Natural language processing (NLP) provides techniques that aid the conversion of text into a structured representation, which is potentially a valuable source of information for improving clinical care and supporting research in medical domain.1,2 Used on radiology reports and biopsy results, NLP techniques enable automatic identification and extraction of information. For most patients suffer from prostate diseases, they always conduct tests including radiology and biopsy. And it is an interesting task to explore the prostate MR findings and prostate biopsy, which have not been studied in other research center.
Purpose
Methods
The current study was approved by hospital, and the reports used in this study were obtained from patients underwent prostate MR and biopsy from Mar. 2015 to Dec. 2016. The diagnostic sites in MR reports and corresponding prostate biopsy reports were collected. Prostate biopsy report contains the number of puncture needles and which needles can find malignant indication. The patients who have no diagnostic site or have no information about puncture needles were excluded. In total, 104 patients were included in our study. The specific process is as follows:
1. Extraction and normalization in MR reports: In order to extract and normalize diagnostic sites in MR report, a standard prostate anatomical site form was constructed, which contains 3 levels (section, zone and side). Using the knowledge, we built a knowledge-based extraction method to convert every site description into a tri-tuple contains Section, Zone and Side.
2. Extracting information in biopsy reports: As for prostate biopsy reports, we focused on the number of biopsy needles and which needles can find tumor. A rule-based method was constructed to extract the two elements. Another information we extracted is the biopsy diagnosis, such as prostate cancer, hyperplasia, inflammation and no tumor. And all analysis was conducted in patients with prostate cancer.

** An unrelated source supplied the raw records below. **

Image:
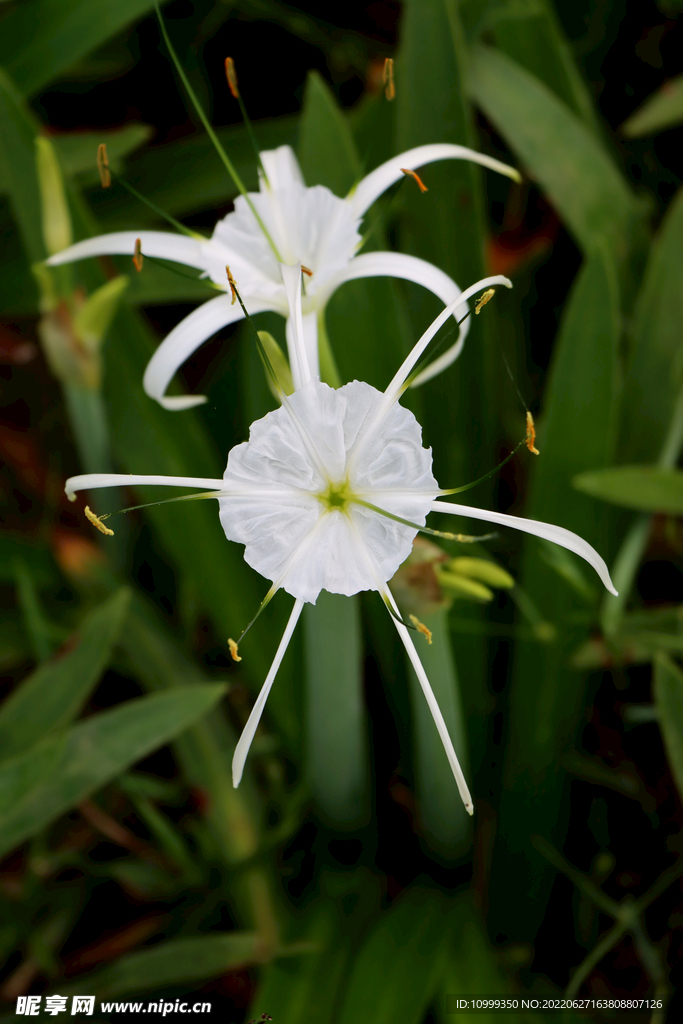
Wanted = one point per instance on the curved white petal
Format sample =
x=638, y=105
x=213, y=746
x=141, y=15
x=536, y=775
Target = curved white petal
x=89, y=481
x=242, y=750
x=383, y=264
x=379, y=180
x=309, y=324
x=282, y=167
x=432, y=704
x=182, y=341
x=394, y=389
x=163, y=245
x=557, y=535
x=296, y=341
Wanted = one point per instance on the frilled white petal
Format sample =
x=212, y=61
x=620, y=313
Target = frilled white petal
x=308, y=225
x=90, y=481
x=245, y=741
x=372, y=186
x=282, y=168
x=421, y=272
x=163, y=245
x=557, y=535
x=432, y=704
x=312, y=441
x=185, y=339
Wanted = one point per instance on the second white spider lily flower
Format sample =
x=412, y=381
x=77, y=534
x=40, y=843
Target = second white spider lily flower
x=308, y=226
x=329, y=494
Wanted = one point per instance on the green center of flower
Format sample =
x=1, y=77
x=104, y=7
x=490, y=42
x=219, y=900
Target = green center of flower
x=337, y=496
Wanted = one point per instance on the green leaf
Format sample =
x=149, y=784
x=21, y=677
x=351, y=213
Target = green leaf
x=39, y=630
x=41, y=39
x=52, y=696
x=442, y=816
x=326, y=148
x=663, y=109
x=205, y=750
x=17, y=164
x=45, y=781
x=307, y=989
x=199, y=180
x=577, y=432
x=396, y=969
x=535, y=39
x=647, y=488
x=654, y=369
x=170, y=964
x=669, y=700
x=558, y=151
x=336, y=758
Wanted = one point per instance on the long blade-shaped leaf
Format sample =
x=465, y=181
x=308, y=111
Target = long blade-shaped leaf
x=41, y=39
x=557, y=150
x=52, y=695
x=669, y=700
x=577, y=432
x=89, y=755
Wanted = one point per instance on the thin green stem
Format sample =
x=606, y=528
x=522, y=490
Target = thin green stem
x=157, y=209
x=227, y=163
x=480, y=479
x=423, y=529
x=587, y=966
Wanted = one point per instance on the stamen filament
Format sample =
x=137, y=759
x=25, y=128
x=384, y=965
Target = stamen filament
x=231, y=77
x=480, y=479
x=157, y=209
x=227, y=163
x=461, y=538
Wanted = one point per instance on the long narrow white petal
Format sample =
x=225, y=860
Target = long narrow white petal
x=309, y=323
x=396, y=384
x=557, y=535
x=242, y=750
x=163, y=245
x=379, y=180
x=383, y=264
x=432, y=704
x=182, y=341
x=295, y=337
x=89, y=481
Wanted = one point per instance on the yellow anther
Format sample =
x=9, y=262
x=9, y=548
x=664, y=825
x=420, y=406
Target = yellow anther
x=530, y=434
x=416, y=177
x=97, y=522
x=137, y=255
x=231, y=77
x=103, y=166
x=421, y=628
x=387, y=79
x=483, y=299
x=232, y=284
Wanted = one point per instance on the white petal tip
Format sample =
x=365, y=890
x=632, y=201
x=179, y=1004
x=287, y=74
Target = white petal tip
x=178, y=402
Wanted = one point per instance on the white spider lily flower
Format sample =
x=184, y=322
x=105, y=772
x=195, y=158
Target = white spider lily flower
x=308, y=226
x=329, y=493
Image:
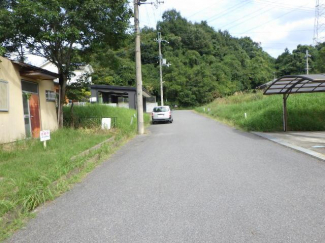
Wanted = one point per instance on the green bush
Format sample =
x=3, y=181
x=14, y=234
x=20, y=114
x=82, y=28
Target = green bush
x=306, y=112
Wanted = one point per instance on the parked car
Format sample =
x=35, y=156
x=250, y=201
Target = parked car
x=161, y=114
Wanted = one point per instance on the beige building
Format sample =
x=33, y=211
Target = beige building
x=27, y=101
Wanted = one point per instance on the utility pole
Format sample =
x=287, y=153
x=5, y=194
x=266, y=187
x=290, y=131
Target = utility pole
x=319, y=25
x=139, y=104
x=307, y=64
x=159, y=40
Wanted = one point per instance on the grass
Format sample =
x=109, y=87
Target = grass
x=306, y=112
x=31, y=175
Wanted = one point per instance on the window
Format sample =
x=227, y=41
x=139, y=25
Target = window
x=50, y=95
x=29, y=87
x=4, y=96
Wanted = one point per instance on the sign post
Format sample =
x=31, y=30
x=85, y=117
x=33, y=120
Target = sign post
x=44, y=136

3. Correlation analysis: To conduct correlation analysis between diagnostic sites in MR report and the number of puncture needles, we generated the relation between the number of diagnostic sites and the number of puncture needles, the relation between the number of diagnostic sections and the number of puncture needles, along with the relation between the number of diagnostic zones and the number of puncture needles. The correlation between specific sites and the number of puncture needles along with which needles can find tumor was generated using the same method.
Results
Totally 104 patients were included in our study, in which 59 patients with prostate cancer, 6 patients with benign prostate hyperplasia, 15 patients with inflammation and 20 patients with no diagnosis of prostate cancer were included in final results. Other patients were excluded because of uncertainty on which needles can find tumor. And all analysis was conducted just in patients with prostate cancer.
1. The results (Fig. 1) indicate that most MR report just have one or two sites and the common number of puncture needles are 12,13 and 15.
2. The correlation between specific sites and the number of puncture needles along with which needles can find tumor are showed in Fig. 2. We found that all patients who have “Matrix zone” in MR diagnosis would have 13 puncture needles in biopsy.
Discussion
Information extraction using Natural Language Processing (NLP) and series of correlation analysis were conducted in this study and our results show few interesting findings, in particular, patients who have “Matrix zone” in MR diagnosis would have 13 puncture needles in biopsy. We think that the position of Matrix zone in MR reports is in corresponding to the region of 13 puncture needles in biopsy. Limited number of cases and the single method may influenced results. So in the future, more eligible patients could be collected, we also plan to optimize our analysis methods using suitable statistical model.Conclusion
It is feasible to use the natural language processing to explore the correlation of prostate MR findings and prostate biopsy.1. Pons E, Braun LM, Hunink MG, et al. Natural Language Processing in Radiology: A Systematic Review. Radiology. 2016;279(2):329 - 343.
2. Cai T, Giannopoulos AA, Yu S, et al. Natural Language Processing Technologies in Radiology Research and Clinical Application. Radiographics. 2016;36(1):176 - 191.